Situated between Machu Pichu and Wayna Pichu Mountain (the saddle), the city sits at a comfortable 7,800 feet above sea level. Surrounded on all sides by steep cliffs, falling off into the steamy valleys below, and hidden within the natural belly of its taller surrounding peaks, this location makes for the perfect "hiding spot". From the entrance, the "most photographed" region of Machu Pichu spreads out in all its photogenic glory. And, if you look just beyond the ruins, you will see that one of the Inca Kings still lives. He's just sleeping. Wayna Pichu Mountain sits in the back of the city, rising another 1,045 steps (trust me, we counted) and forms the kings nose. From this reference point, his full profile comes into view. Beginning at the far right, his forehead takes shape and to the far left, lips and a pertruding chin are revealed. Be warned though, that the climb up the royal schnoz is only for the physically fit. Almost a complete vertical ascent at times, with only a simple cable to rely on.

The view is well worth the climb, exposing the entirety of Machu Pichu city, Agricultural and Urban sectors, only visible from this vantage point. The Agricultural sector creeps up the mountain side, boasting hundreds of terraced walls which continue to secure the tiny plots of farmland tilled so many years ago. The urban area, consists of many residential homes (now, only stone walls remain lacking their once thatched roofs) along with holy temples, ceremonial courtyards, and of course, the royal chambers. We even saw the Royal Throne...the kings toilet, that is. The Incas were some of the best (if not the best) stonemasons the world had ever seen. They perfected the ashlar style of building, in which stones are cut and broken to fit perfectly within eachother, without the use of mortar. Many of these stone joints are so tight that not even a knife can pass through. Good thing, because Peru happens to sit on a gigantic fault line, and if not for their building expertise, Machu Pichu never would have survived years of quakes. Doorways are slanted inward, creating a slight triangular design and most wall layers are offset to fit within each other more securely. Not only were the Inca's genius masons, they were also astronomical wizzes. The 'Intihuatana', the most sacred rock in all Machu Pihcu, sits atop the towns highest summit. Referred to as,The Hitching Point of the Sun, it was a crude astronomical clock used to determine the seasons, Had the Spanish found Machu Pichu they would have destroyed this ancient sundial, along with every other form of pagan sun worship blashemy.
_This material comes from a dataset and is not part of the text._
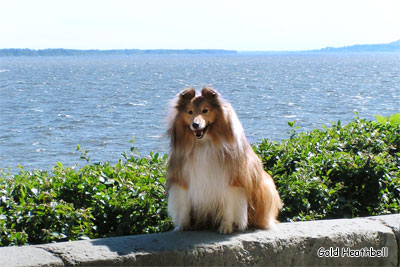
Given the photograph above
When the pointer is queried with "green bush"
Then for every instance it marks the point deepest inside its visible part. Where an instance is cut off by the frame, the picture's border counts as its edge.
(98, 200)
(336, 172)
However, Intihuatana was lucky enough to escape the conquistadors rath, only to fall hundreds of years later to a different enemy...a filmcrew. In 2000, a film crew was permitted to use this sacred site for a beer commercial and accidentally dropped a crane on Intihuatana, breaking off a gigantic piece of her aging dial. Hmmm...I wonder if the filmcrew happened to be Spanish... And that's all of now folks. I could blab on and on about the possible histories behind Machu Pichu, but since nothing is fact, I would only be offering ficticious ideas.